Дэвид ухмыляется и явно с большим удовольствием слушает пересказ этой истории.
Фред: Ну, было ещё кое-что, но мы об этом прямо сейчас говорить не будем.
М.: И что это было?
Фред (пытаясь смягчить удар): Мы не будем говорить о том, откуда взялся велосипед. Это не был велосипед Дэвида, и друзей с таким велосипедом у него тоже не было.
Дэвид выглядит немного пристыженным, но, очевидно, всё ещё в полном восторге от пересказа этой истории.
М.: Дэвид, правильно я понимаю, что твой план был – удивить родителей?
Дэвид: Да, думаю, да.
М.: Ты можешь согласиться с тем, что ты таким образом показывал, что можешь заставить свою «упертость» работать на тебя, и что ты можешь делать хорошее что-то со своей жизнью?

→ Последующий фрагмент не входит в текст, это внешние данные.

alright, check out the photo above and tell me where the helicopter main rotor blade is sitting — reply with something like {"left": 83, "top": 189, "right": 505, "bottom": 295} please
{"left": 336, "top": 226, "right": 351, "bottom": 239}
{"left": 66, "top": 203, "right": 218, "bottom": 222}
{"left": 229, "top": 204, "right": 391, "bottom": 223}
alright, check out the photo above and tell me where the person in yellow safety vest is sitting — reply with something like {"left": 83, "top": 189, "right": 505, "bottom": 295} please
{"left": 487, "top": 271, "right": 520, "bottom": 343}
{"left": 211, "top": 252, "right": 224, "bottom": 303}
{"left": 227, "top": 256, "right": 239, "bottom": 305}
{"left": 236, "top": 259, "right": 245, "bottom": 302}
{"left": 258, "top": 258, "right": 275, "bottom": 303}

Дэвид ухмыляется и кивает.
М.: Хорошо. Тогда можно я задам тебе ещё несколько вопросов на эту тему? Как ты думаешь, что это говорит о тебе, и о том, какой бы ты хотел видеть свою жизнь? Я буду спрашивать твоих родителей тоже, буду обращаться к ним за помощью по мере нашего разговора.
Эти вопросы стали началом беседы, в результате которой возникли ещё несколько выводов о Дэвиде, которые противоречили тому, что пыталось всем внушить Хулиганство, так плотно и постоянно преследовавшее Дэвида до того. Выводы послужили основой для вопросов, касающихся других историй из жизни Дэвида, подтверждавших эти заключения. Дэвид сам рассказал несколько историй. Вскоре я уже вместе с ним и его родителями размышлял о том, как могли бы развиваться их действия в этом направлении в ближайшем будущем: «Дэвид, а если бы ты опирался на решение о возвращении из-под власти Хулиганства, если бы ты, уйдя сегодня отсюда, продолжил двигаться в этом направлении, как тебе кажется, каким мог бы быть следующий шаг? Можно, я спрошу об этом и твоих маму и папу чтобы они помогли нам своими идеями? Но, в конце концов, решать будешь именно ты».
С помощью родителей Дэвид высказал несколько идей о том, что может способствовать его возвращению из-под власти Хулиганства. Он сказал, что у него есть ещё несколько идей, но это секрет. Я спросил Полину и Фреда о том, что они могли бы сделать, чтобы создать поддерживающую атмосферу, для того чтобы Дэвид мог втайне работать над этими идеями и готовиться к освобождению из-под власти Хулиганства. Затем я обсудил с Дэвидом, устраивает ли его это. Я очень чётко заявил о том, что у меня нет никаких ожиданий, никаких требований по отношению к тому, чтобы Дэвид обязательно реализовал какую-либо из этих идей.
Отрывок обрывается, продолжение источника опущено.